That is, to put the loop inside the always block. But that doesn't seem to be legal Verilog. Is there a way of putting a generate loop inside an always block? or do I have to generate multiple always blocks?
 

Hi,

I'm trying to produce a variation on a FIFO, that lets me consume less than
the input width of the FIFO on the output end;
between zero and the full width.

honestly I don't understand the text above;

but have few notes to your code;
Code:
genvar i;
 generate
  for (i = 0; i < CHNK_FACT; i = i + 1) begin : gen_write
    always @(posedge clk)
     if (wr_en)
        array_reg[w_ptr_reg + i] <= w_data[WORD_SIZE * (i + 1) - 1 : WORD_SIZE * i];
  end
 endgenerate

generate loop does not describe sequental action to be executed,
like in a processor code, it describes a hardware to be generated 'N' times
and its connections, in your rtl the synth. tool has no clear definition
how many times the hardware has to be implemented;

probably you mean something like this:
Code:
integer j;
   always @(posedge clk)
     for (j = 0; j < CHNK_FACT; j = j + 1)         
       if (wr_en)
         array_reg[w_ptr_reg + j] <= w_data[WORD_SIZE * (j + 1) - 1 -: WORD_SIZE];

note the 'trick' in the assignment, there is a top index and the size, instead
of a bottom index, which is [size] a constant, otherwise the tool will exit
with an error [index is not a constant];

this way you can not create a fifo, if fifo is a memory with a wrt and rd
pointers, the tool will emulate such functionality by an array of regs,
what is not bad if the intendent fifo is small;
---
have fun
J.A
 
Last edited:

generate loop does not describe sequental action to be executed,
like in a processor code, it describes a hardware to be generated 'N' times
and its connections, in your rtl the synth. tool has no clear definition
how many times the hardware has to be implemented;

probably you mean something like this:
Code:
integer j;
   always @(posedge clk)
     for (j = 0; j < CHNK_FACT; j = j + 1)         
       if (wr_en)
         array_reg[w_ptr_reg + j] <= w_data[WORD_SIZE * (j + 1) - 1 -: WORD_SIZE];

I'm not so sure about your for loop?
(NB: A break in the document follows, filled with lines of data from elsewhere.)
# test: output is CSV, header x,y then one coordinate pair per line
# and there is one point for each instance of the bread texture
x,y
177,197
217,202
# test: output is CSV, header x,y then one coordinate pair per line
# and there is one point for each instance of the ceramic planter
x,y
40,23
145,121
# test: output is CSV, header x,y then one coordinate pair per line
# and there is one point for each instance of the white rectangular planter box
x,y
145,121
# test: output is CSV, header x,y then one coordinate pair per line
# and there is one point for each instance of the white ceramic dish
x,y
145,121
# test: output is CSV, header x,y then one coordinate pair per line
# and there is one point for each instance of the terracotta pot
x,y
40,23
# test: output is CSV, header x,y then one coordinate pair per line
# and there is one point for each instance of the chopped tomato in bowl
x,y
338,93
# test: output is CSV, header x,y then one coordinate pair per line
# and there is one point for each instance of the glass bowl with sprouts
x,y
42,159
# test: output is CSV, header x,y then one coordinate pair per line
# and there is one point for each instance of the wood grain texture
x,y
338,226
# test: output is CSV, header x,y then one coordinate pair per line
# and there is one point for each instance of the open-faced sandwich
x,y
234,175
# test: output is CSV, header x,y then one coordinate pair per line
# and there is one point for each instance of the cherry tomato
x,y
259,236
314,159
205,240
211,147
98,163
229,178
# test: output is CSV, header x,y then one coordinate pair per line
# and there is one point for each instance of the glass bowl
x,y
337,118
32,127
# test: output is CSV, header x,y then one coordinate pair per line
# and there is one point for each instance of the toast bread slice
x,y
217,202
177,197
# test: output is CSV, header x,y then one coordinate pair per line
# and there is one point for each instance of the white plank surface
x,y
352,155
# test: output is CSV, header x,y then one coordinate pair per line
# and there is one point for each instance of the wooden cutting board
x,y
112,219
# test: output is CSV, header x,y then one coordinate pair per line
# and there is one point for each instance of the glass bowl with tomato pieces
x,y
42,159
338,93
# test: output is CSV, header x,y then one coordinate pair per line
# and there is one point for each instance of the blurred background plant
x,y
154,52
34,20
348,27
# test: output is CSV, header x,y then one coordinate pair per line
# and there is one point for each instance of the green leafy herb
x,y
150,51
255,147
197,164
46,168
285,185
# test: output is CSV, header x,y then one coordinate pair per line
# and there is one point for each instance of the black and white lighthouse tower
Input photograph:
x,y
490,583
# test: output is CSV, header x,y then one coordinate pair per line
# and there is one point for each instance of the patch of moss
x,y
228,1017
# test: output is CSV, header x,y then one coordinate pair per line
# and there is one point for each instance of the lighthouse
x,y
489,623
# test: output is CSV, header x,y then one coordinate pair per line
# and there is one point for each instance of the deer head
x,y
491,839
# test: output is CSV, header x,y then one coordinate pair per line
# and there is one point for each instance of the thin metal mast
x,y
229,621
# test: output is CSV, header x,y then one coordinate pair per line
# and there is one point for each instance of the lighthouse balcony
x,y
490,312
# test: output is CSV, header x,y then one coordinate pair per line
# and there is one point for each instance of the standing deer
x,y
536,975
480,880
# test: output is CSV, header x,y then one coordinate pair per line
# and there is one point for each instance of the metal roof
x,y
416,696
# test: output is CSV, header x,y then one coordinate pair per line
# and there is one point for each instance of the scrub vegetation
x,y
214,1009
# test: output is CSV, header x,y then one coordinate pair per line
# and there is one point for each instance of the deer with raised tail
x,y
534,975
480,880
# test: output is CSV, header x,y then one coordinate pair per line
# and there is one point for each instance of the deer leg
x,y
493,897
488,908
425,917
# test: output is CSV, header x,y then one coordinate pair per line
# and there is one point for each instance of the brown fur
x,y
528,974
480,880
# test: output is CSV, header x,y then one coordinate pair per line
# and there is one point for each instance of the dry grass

I thought for loops are not synthesizeable and a generate loop is? As I understand it a generate loop is a bit like a macro to save on typing, and is elaborated before synthesis. Hence my confusion about the hand unrolled versus generate loop being different. See:

**broken link removed**

I'll try what you suggest though, and let you know how I got on. Top index and size is an easier way to write what I wanted to express. Thanks.

Rupert
 

I thought for loops are not synthesizeable
not true,
under some restrictions there are;
just as an example a bit swap function, synthesizable:
Code:
module swap
(  input      [N-1:0] din,
   output reg [N-1:0] d_swaped  );
parameter N = 8;
integer i;
always @(*)
  for (i=0; i<N; i=i+1)
    d_swaped[i] <= din[(N-1)-i];
endmodule

As I understand it a generate loop is a bit like a macro to save on typing
true;
but if you use parameters it can be impossible to instantiate a module required
number of times without generate statement;
---
have fun
J.A
 

I retract my earlier scepticism on the for loop. Also, your trick of using a size instead of a bottom index was also necessary. This seems to be accepted:

Code:
   integer                          j;

   always @(posedge clk)
     if (wr_en)
       for (j = 0; j < CHNK_FACT; j = j + 1)
          array_reg[w_ptr_reg + j] <= w_data[WORD_SIZE * (j + 1) - 1 -: WORD_SIZE];

However, now I have this problem:

ERROR:Xst:2071 - Available block RAM resources offer a maximum of two write ports. You are apparently describing a RAM with 4 separate write ports for signal <array_reg>.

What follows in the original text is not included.